Tuesday, March 21, 2006

Cultivating character

A person’s character or personality is developed over the years showing his or her mental or moral qualities and individuality. When a person is perhaps learned or cultured with good and kind qualities and helpful, the person can be considered a Junzi (Superior man) or even a Da Ren (Great man). However if the same person actually turns out to be quarrelsome, spiteful and more often than not brings harm to other human(s) with ill intent then he or she is considered a Xiao Ren (Mean man).

The ancients hold much concern for humanity, therefore they try to teach rulers and kings and the learned who listened to cultivate their character with virtues. Only when the rulers and those who help them rule are virtuous can the people enjoy their lives in peace and harmony, and not brought to harm or ruin.

However we know from experience and studies that it proves difficult for a person to change his or her character for the better. The Chinese adage: ‘changing a kingdom is easier than to move original character’ perhaps support the thought. (It has always been much easier by neglecting our own cultivation and changes it for the worse.) The adage could have been derived from the following conversation between Confucius and Duke Ai who asked about government (extracts):

The Master said "With the right men the growth of government is rapid, just as vegetation is rapid in the earth; and, moreover, their government might be called an easily-growing rush.”

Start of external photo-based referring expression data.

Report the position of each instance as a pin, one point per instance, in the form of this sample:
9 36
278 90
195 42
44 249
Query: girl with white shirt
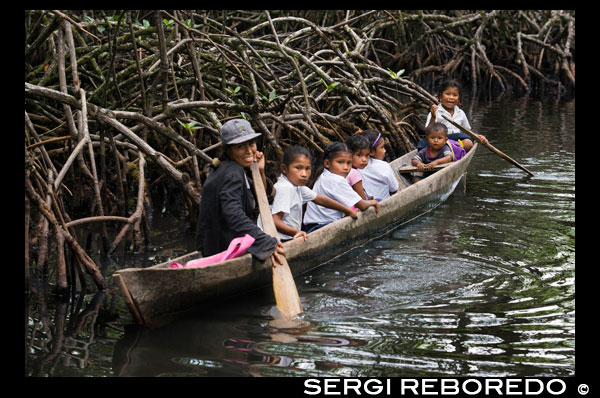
379 180
331 182
291 193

"Therefore the administration of government lies in getting proper men. Such men are to be got by means of the ruler's own character. That character is to be cultivated by his treading in the ways of duty. And the treading those ways of duty is to be cultivated by the cherishing of benevolence.”

"Benevolence is the characteristic element of humanity, and the great exercise of it is in loving relatives. Righteousness is the accordance of actions with what is right, and the great exercise of it is in honoring the worthy. The decreasing measures of the love due to relatives, and the steps in the honor due to the worthy, are produced by the principle of propriety.”

"Hence the sovereign may not neglect the cultivation of his own character. Wishing to cultivate his character, he may not neglect to serve his parents. In order to serve his parents, he may not neglect to acquire knowledge of men. In order to know men, he may not dispense with knowledge of Heaven.”

The Master said, "To be fond of learning is to be near to knowledge. To practice with vigor is to be near to magnanimity. To possess the feeling of shame is to be near to energy.”

"He who knows these three things knows how to cultivate his own character. Knowing how to cultivate his own character, he knows how to govern other men. Knowing how to govern other men, he knows how to govern the kingdom with all its states and families.” [Doctrine of the Mean XX – Legge – Wengu - Resources link]

In case you think it is a waste of time to cultivate our character for the better, think again. It can help change our fate or our destiny. That is why we learn from the Zhouyi that with the proper conduct of a Junzi we can master our own fate. Do take note that cultivating character for the better takes a long time. It will be a gradual and continual process. And it forms part of the far journey.